Je fais semblant!

Je fais semblant.  De ne pas comprendre, de ne rien voir ni prévoir, tout est cool, serein, presque parfait. Les choses avancent comme il faut, mes programmes sont précis, mes échéances sont respectées.  Tout est appliqué à la lettre, ma machine est bien huilée, pas un grain de sable à l’horizon. Pourtant le ciel est nuageux, le silence est assourdissant. Je fais semblant de ne rien entendre.  Mon bureau est vaste, chic et bien climatisé. Je dispose de 2 secrétariats avec des filles et des garçons présentables, adorables même, des toilettes personnelles et d’une chambre de veille. J’ai projeté un vrai parcours de combattant pour que le citoyen arrive à moi : quel horreur! Le citoyen  est laid, mal habillé et  sent mauvais.  Mon salon de cuir se détériorerait rien qu’à le voir arriver, le dos courbé les mains derrière le dos à quémander, à demander. Quelle horreur!  Mon dieu!

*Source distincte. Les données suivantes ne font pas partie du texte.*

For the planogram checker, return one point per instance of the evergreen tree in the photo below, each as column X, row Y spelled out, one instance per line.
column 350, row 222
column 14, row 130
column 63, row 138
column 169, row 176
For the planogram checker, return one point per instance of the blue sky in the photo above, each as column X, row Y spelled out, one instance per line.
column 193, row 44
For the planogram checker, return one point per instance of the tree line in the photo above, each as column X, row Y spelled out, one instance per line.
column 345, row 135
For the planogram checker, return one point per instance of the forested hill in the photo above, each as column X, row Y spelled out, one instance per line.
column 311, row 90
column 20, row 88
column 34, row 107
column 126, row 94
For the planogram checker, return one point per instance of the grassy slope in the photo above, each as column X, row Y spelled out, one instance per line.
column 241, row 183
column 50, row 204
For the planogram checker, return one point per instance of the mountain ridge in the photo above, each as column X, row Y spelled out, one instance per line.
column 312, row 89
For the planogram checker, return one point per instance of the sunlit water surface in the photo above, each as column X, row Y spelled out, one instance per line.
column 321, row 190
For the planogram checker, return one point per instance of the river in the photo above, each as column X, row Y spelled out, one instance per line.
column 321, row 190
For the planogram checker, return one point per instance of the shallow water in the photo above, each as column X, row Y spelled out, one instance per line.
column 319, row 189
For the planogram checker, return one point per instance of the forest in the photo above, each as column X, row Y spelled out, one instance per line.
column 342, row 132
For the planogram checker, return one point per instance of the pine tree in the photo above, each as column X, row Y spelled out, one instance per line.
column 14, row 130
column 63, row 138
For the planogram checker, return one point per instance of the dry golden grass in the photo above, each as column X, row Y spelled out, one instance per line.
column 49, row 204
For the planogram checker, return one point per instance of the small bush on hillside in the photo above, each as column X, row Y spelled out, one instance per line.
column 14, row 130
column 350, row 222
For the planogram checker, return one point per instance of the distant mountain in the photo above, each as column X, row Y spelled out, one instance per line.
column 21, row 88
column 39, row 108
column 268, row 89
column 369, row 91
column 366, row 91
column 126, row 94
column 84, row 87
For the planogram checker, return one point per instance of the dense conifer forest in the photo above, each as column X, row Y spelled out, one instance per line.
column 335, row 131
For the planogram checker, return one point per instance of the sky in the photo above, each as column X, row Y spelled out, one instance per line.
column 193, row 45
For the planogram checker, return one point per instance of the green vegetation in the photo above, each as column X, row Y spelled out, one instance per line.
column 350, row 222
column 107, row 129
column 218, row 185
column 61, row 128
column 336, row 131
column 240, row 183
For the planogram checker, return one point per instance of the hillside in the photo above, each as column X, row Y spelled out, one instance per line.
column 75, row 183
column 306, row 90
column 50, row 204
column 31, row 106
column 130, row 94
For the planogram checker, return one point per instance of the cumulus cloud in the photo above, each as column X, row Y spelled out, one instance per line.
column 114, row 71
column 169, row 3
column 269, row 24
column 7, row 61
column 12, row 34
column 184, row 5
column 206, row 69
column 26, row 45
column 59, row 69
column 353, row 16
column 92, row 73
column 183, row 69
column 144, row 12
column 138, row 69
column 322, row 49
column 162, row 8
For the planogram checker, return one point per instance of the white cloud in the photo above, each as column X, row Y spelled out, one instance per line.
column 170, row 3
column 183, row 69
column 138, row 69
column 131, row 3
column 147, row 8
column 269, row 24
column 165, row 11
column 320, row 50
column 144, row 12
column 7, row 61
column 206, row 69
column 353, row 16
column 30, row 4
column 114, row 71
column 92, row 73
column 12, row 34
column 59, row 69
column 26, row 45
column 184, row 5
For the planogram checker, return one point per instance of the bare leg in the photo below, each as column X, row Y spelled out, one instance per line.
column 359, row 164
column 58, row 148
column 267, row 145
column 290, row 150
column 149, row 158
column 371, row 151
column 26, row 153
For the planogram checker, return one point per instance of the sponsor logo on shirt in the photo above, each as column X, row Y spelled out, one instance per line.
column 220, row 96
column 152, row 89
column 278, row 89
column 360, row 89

Ces instructions d’en haut qui nous conseillent de s’approcher de lui, à essayer de le comprendre et à résoudre ses problèmes, moi qui suit nommé par décret présidentiel diplômé de l’ENA, un cadre de la nation un enfant du gouvernement, perdre mon temps et mon savoir-faire à écouter le citoyen alors ça je ne l’accepterais jamais.  Je suis un administrateur! je suis né pour servir la bureaucratie.  Mon plaisir est d’établir la liste des dossiers, de créer des barrières à non plus finir, les S12 , les pièces biométriques, un cadeau du ciel ! J’en raffole… j’irais faire des enquêtes auprès du diable pour m’assurer de votre identité et je ne m’en lasserais jamais ! Quel bonheur de tenir les reines et de ne rien laisser avancer:  Je suis le bureaucrate ! Pas celui qui végète entre quatre murs et qui attend la retraite, mais le vrai rond-de- cuir, qui prend du plaisir à rester assis quand il se lève, c’est sa manière de servir la nation.